A factory voice agent that:

Activates using two custom wake phrases - one for equipment commands (e.g., "Hey Factory") and one for production queries (e.g., "Hey Assistant")
Controls equipment instantly without manual intervention
Queries real-time production data (output rates, machine status, inventory levels)
Handles maintenance requests and troubleshooting information

The voice agent’s fully on-device architecture ensures that it:

Achieves high accuracy and low-latency responses, with all speech recognition processed locally using engines trained for noisy factory environments and multiple accents.
Meets strict privacy standards, as all voice data stays on-premises and never leaves the facility.

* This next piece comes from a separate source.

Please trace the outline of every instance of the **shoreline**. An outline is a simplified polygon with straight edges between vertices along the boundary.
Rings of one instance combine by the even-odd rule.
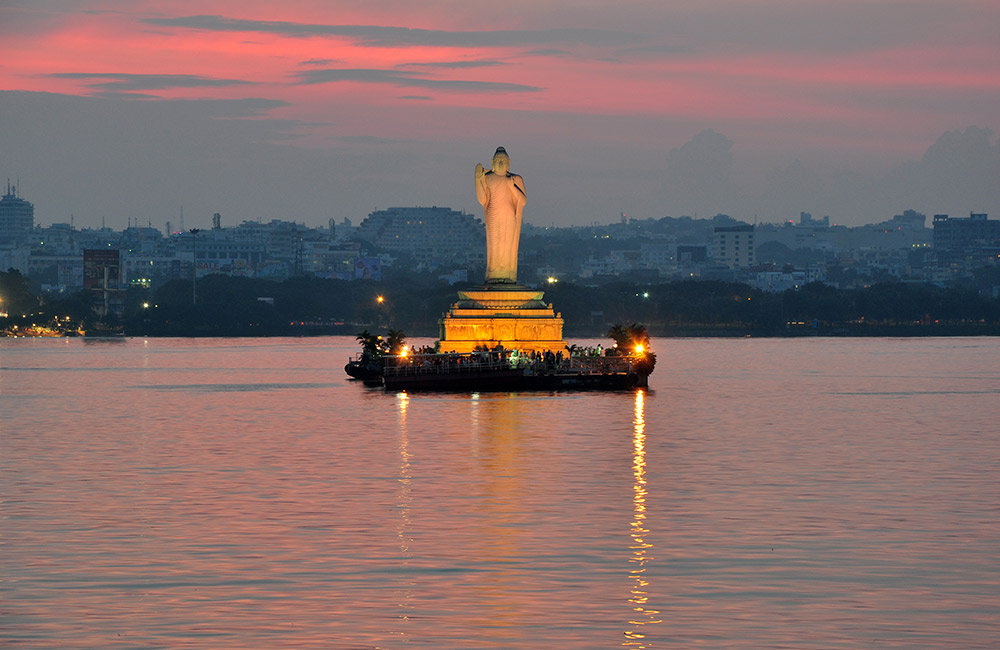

Requirements for Building a Manufacturing Voice Agent:

Python 3.9+
Microphone
Speakers or headset for audio feedback
Picovoice AccessKey from the Picovoice Console

Smart Factory Voice Agent Workflow

This Python-based factory voice agent uses an on-device architecture designed for reliability and low latency:

How it works:

Always-Listening Activation - The factory voice agent sits in a low-power, idle state using Porcupine Wake Word to monitor the audio stream for two distinct wake phrases. Detecting "Hey Factory" routes to instant equipment control, while "Hey Assistant" routes to the conversational AI for detailed queries. This dual-keyword approach lets workers choose the right path upfront.
Intent Understanding for Equipment Control - When "Hey Factory" is detected, the audio is analyzed by Rhino Speech-to-Intent. Instead of transcribing words one by one, it maps the speech directly to a pre-defined command (like "Emergency. Please stop"). The system executes the action immediately without further processing.
Speech-to-Text for Conversational Queries - When "Hey Assistant" is detected, the system routes directly to Cheetah Streaming Speech-to-Text. This engine converts natural, open-ended speech into a text string, capturing the full detail of complex questions or reports.
On-Device Language Model - The transcribed text is passed to picoLLM, which runs a specialized language model locally on the device. It interprets the user's question using the specific factory context such as shift data or machine specs to generate a relevant, intelligent text response.
Voice Response Generation - Finally, Orca Streaming Text-to-Speech converts the AI's text response into spoken audio. This provides the worker with immediate verbal confirmation or information, completing the hands-free loop.

The Voice Agent routes time-critical equipment commands for instant execution while handling complex production data queries through the LLM pipeline. All processing runs locally on industrial PCs or edge devices, eliminating network latency and ensuring reliable operation.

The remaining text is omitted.